By the time this number of the Missionary reaches our readers our Annual Report for 1880 will be through the press. We shall be happy to forward it to any of our friends who will send us their name and address, signifying their desire to have it.
This number of the American Missionary contains a complete list of the names of the persons appointed for the current year to the different fields where this Association carries on its work at home and abroad. We commend the work and the workers to the great Lord of the harvest, and to all those who utter the prayer He has taught us to offer, “Thy kingdom come. Thy will be done, in earth, as it is in heaven.”

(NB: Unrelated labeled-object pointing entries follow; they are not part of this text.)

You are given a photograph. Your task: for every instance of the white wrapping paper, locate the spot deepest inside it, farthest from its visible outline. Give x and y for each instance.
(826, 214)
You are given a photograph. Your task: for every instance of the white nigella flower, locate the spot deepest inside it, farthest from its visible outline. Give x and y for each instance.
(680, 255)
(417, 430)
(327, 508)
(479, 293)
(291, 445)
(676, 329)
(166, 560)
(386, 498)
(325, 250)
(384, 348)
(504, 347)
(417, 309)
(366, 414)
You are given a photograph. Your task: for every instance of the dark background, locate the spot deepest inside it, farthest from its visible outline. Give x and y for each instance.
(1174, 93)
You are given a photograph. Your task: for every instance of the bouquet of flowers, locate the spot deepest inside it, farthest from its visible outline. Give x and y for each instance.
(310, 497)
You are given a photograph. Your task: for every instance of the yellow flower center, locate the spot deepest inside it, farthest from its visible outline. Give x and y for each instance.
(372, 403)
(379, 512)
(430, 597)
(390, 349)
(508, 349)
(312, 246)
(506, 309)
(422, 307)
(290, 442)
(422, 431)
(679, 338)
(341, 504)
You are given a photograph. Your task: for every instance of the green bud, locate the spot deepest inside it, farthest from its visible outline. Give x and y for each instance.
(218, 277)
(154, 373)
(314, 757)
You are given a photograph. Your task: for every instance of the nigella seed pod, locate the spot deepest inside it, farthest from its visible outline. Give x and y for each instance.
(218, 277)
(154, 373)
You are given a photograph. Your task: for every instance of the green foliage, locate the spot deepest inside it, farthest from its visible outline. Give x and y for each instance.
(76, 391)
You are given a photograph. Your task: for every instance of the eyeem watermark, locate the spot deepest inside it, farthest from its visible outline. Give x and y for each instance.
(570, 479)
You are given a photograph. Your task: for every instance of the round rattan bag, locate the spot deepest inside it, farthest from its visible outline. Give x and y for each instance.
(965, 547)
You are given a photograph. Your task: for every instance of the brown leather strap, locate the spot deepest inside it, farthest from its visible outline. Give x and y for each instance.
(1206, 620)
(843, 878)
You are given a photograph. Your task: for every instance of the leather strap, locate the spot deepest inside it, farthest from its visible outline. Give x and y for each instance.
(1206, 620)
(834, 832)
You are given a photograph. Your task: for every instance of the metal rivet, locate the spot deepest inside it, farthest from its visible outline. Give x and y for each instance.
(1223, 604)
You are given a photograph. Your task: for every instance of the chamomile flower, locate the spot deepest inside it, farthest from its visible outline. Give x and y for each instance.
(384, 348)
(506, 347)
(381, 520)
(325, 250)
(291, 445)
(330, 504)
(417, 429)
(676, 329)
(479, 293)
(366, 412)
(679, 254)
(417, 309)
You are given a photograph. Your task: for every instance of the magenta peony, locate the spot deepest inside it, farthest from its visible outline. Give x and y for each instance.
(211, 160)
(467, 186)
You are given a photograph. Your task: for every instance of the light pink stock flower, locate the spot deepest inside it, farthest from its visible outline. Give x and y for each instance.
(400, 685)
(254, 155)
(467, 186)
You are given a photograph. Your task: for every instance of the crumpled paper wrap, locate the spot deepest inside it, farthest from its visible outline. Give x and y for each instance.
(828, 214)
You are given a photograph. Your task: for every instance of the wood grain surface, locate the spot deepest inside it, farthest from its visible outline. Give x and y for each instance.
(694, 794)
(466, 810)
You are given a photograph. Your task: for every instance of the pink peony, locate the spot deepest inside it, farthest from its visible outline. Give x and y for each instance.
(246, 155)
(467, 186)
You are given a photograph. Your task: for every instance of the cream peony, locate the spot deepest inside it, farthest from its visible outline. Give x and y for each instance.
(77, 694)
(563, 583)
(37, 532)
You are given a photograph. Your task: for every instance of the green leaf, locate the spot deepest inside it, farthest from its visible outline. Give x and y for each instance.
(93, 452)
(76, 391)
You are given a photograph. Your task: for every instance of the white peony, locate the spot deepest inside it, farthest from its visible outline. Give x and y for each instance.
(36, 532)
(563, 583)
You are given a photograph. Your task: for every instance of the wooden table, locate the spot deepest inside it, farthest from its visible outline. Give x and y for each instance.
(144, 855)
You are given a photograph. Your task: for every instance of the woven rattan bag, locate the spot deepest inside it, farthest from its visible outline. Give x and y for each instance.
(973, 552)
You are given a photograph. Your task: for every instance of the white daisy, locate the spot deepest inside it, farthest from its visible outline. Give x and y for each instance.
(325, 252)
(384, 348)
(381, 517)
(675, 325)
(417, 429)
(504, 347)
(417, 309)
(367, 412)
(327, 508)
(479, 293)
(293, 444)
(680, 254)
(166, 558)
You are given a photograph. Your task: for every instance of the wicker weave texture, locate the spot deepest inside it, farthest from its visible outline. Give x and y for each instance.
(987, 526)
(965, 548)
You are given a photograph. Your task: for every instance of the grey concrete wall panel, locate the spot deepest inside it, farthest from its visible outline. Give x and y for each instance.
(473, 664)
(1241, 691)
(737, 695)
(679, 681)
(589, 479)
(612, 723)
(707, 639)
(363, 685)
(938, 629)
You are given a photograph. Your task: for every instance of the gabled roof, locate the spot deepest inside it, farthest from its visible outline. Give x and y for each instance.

It is the belief of this Association that conversion is the proper door into the kingdom of science, as well as to the kingdom of Heaven. Our teachers and pastors, therefore, seek to bring those who come under their instruction to a knowledge of the truth as it is in Jesus, in order that they may be qualified to know aright and properly appropriate all knowledge. We are glad, therefore, to be able to refer our readers to letters from the field, in this number, as evidence that revival work is going on at different points throughout the South.

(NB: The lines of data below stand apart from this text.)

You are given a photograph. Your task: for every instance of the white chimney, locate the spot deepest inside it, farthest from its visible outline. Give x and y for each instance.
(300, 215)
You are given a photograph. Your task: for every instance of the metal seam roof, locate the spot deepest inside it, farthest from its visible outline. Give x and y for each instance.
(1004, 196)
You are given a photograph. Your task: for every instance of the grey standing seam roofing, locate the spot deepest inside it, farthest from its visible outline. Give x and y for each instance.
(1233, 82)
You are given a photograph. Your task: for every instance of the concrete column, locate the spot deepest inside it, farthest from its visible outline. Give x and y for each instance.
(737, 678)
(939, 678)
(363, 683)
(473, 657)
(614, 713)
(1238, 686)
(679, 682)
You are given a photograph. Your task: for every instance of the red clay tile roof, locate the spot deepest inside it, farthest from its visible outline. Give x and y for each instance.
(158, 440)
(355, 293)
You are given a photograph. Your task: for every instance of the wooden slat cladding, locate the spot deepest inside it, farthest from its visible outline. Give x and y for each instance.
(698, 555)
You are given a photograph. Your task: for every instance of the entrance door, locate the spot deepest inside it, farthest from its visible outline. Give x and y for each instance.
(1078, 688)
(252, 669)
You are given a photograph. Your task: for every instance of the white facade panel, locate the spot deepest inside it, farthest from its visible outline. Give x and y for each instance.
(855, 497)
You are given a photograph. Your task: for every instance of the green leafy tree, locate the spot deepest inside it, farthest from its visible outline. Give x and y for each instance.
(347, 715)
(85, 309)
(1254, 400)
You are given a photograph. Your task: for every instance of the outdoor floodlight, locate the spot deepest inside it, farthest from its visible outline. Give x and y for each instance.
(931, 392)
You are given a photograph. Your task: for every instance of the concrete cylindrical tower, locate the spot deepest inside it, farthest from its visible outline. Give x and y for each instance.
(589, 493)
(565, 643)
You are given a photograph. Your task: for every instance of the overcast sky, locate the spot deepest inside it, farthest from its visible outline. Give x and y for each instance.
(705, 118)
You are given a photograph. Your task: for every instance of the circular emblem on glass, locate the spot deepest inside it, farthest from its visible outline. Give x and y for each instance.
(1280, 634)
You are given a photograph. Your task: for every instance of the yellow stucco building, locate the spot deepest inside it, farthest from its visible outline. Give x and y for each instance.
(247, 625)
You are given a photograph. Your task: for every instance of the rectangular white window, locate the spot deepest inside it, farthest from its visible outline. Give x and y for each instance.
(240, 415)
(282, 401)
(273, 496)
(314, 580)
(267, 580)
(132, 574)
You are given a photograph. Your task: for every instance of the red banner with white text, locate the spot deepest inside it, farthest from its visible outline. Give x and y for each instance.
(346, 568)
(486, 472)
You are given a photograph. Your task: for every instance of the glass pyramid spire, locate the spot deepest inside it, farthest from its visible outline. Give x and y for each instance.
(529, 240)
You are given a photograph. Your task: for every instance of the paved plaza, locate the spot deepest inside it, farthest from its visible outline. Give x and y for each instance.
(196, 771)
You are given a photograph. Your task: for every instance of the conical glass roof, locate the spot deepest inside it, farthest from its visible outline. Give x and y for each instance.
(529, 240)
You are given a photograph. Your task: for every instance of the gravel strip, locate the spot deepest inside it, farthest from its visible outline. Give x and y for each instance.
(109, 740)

Letters from our various stations at the South remind us, as we would remind our friends, that this winter is a hard one for the colored people, and that our missionaries really need more money and more clothing to distribute than in ordinary winters. We quote from one letter, which must serve for all: “As I write, the ground is covered with snow to the depth of about six inches, the first we have seen since 1876. By reason of the unprepared condition of the poor people here, living in open shanties and scantily supplied with clothing and food, this season of excessive cold is especially hard to endure.” Contributions of money and clothing to relieve this pressing and immediate want may be sent to the care of H. W. Hubbard, Treasurer, 56 Reade street, New York City.

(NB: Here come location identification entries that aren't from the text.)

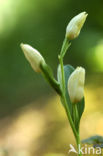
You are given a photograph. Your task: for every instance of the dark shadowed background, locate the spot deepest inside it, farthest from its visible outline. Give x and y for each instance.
(28, 106)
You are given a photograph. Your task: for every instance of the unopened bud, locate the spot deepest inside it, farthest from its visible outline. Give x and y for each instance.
(74, 27)
(33, 56)
(76, 85)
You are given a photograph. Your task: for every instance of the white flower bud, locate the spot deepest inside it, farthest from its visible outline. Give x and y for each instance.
(33, 56)
(74, 27)
(76, 85)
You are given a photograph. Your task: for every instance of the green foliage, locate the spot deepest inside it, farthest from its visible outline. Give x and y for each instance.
(93, 140)
(77, 110)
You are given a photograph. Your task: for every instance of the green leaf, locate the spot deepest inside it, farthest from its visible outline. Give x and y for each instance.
(68, 69)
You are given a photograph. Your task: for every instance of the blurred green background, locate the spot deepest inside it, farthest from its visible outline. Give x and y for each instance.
(42, 24)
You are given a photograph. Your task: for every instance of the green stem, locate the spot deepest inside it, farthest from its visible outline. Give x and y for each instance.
(78, 144)
(76, 134)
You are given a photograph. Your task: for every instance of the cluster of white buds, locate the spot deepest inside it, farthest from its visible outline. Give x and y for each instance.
(33, 56)
(76, 85)
(74, 27)
(77, 78)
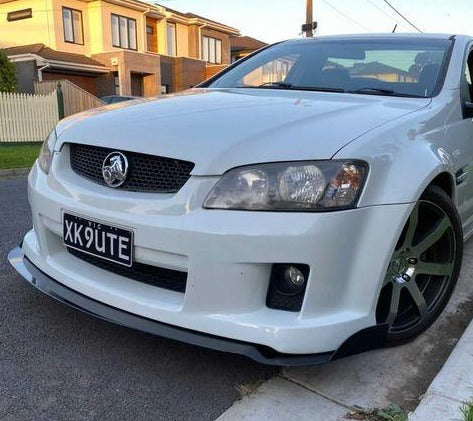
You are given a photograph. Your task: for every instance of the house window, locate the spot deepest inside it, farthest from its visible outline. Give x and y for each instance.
(212, 50)
(172, 39)
(73, 29)
(123, 32)
(19, 14)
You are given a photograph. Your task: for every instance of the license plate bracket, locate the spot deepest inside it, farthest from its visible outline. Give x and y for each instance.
(108, 242)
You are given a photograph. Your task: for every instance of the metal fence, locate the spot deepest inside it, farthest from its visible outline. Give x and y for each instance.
(76, 99)
(25, 117)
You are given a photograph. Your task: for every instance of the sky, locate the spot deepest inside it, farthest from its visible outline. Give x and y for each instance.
(276, 20)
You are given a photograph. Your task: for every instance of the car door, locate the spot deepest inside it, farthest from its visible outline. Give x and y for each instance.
(462, 135)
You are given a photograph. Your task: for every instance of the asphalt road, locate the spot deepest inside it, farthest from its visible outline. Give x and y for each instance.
(59, 364)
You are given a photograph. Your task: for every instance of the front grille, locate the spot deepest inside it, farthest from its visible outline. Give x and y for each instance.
(152, 275)
(146, 173)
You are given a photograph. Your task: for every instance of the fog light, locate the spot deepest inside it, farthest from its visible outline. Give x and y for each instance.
(287, 286)
(291, 280)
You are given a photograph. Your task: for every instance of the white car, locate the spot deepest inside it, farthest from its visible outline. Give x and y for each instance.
(309, 202)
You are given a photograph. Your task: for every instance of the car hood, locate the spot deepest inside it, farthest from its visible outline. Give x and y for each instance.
(222, 129)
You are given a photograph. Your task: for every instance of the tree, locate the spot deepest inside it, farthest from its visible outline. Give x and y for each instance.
(8, 81)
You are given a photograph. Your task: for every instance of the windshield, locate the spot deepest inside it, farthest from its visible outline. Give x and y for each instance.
(395, 66)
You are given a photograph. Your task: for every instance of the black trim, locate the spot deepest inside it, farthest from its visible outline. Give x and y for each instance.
(174, 25)
(362, 341)
(70, 9)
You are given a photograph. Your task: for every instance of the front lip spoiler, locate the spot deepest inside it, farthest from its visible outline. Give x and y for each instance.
(364, 340)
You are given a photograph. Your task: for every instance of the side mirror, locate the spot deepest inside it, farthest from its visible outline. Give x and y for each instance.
(467, 109)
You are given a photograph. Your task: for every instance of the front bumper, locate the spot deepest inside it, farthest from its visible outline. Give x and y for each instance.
(228, 257)
(362, 341)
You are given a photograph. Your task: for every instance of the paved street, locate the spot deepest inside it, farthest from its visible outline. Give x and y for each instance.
(58, 364)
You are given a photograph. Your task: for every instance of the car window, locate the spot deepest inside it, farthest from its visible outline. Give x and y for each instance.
(468, 77)
(401, 66)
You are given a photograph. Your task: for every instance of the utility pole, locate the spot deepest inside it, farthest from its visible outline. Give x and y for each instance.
(310, 25)
(309, 13)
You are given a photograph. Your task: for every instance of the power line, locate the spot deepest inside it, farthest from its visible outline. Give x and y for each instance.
(402, 16)
(385, 13)
(346, 16)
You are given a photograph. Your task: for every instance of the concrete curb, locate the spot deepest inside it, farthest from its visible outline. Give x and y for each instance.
(14, 172)
(452, 387)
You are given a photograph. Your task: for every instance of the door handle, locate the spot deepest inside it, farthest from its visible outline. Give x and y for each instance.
(460, 176)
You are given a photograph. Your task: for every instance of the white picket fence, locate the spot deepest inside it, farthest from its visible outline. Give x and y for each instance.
(25, 117)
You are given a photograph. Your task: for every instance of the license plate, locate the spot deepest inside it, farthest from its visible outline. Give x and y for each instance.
(108, 242)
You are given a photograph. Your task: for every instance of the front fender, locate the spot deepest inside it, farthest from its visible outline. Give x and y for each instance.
(403, 157)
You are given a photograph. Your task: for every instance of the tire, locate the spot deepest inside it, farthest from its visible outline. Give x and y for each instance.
(424, 268)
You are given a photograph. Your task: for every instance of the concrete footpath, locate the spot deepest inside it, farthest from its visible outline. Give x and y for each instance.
(452, 387)
(410, 376)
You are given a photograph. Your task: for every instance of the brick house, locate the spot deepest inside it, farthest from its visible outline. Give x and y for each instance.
(241, 46)
(126, 47)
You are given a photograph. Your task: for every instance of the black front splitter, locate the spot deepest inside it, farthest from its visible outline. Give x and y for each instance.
(362, 341)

We are glad to know that the Rev. A. D. Mayo, one of the editors of the Journal of Education, is making an extended tour of the South, and will hold Teachers’ Institutes and deliver courses of lectures in its chief educational centres. We shall await with great interest the report of what he sees and learns during his visit, and expect valuable suggestions from one who, to his wide experience as an educator shall add an accurate knowledge of the present condition of that part of the country.